The passage of the CHIPS Act can help build Ohio’s economy for decades to come.
The U.S. House of Representatives agreed to Senate changes in the act, named for its purpose of creating-helpful-incentives-to-produce-semiconductors.
The $52 billion incentive package for domestic production of the vital source of technology that touches nearly every aspect of our lives, simply matches what computer-chip manufacturers can get in Asia or Europe.
It’s a big deal for national security and economic competitiveness. But it’s a huge boost of nearly unfathomable impact in Ohio. The $20 billion chip-fabrication plant Intel planned for Licking County, but delayed breaking ground on pending passage of the CHIPS Act, seems a sure thing.
That’s not to say there aren’t hurdles to overcome. Intel’s second quarter results were what the Wall Street Journal called a disaster. The company faces significant headwinds, including some self-inflicted wounds.
The CHIPS Act, though, can help Intel retool and move forward.

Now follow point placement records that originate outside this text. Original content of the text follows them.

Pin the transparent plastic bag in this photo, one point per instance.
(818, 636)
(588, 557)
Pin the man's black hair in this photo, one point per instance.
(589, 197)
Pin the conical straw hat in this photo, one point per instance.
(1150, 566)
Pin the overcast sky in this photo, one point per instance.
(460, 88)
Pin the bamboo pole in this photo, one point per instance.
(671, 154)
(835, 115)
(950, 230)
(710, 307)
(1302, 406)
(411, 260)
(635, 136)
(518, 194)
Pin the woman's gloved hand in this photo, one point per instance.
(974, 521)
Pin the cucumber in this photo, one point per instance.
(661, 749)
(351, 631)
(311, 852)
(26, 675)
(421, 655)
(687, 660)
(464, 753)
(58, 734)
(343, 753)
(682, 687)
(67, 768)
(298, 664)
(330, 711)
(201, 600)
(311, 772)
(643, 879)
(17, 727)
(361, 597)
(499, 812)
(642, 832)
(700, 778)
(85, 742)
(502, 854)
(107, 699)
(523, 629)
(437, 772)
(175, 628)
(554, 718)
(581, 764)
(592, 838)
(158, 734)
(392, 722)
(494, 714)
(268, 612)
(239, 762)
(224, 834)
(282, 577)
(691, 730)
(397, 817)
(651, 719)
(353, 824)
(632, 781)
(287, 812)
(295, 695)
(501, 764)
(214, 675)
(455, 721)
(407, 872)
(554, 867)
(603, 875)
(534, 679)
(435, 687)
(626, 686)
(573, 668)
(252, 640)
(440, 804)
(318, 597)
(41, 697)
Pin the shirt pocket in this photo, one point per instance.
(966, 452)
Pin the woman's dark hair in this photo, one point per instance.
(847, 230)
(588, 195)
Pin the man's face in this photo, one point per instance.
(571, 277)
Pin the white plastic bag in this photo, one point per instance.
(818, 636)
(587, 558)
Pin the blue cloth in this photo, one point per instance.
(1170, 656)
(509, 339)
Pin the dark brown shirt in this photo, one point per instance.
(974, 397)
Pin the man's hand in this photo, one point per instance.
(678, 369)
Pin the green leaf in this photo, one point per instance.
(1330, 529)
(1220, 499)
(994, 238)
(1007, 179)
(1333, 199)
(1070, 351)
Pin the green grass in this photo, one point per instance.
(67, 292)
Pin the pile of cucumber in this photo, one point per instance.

The planned plant is a $20 billion investment likely to create 3,000 jobs with average salary of $135,000. That’s easily the largest economic development achievement in Ohio history.
With the CHIPS Act available to spur growth, Intel has plans to expand their Ohio investment to $100 billion. The additional $80 billion is almost 11% of the total Ohio economy. Bringing the impact home to Lucas County, the additional Intel investment is 320% more than all of the economic activity that takes place here.
Ohio’s Senators, Democrat Sherrod Brown and Republican Rob Portman, were in agreement, both voting to pass the CHIPS Act. In the House, most Ohio Republicans voted to support the incentive destined to make our state the “silicon heartland.”
If Intel’s plans come to fruition, tens of thousands of Ohioans for years to come will be glad political maneuvering to stymie the CHIPS Act failed.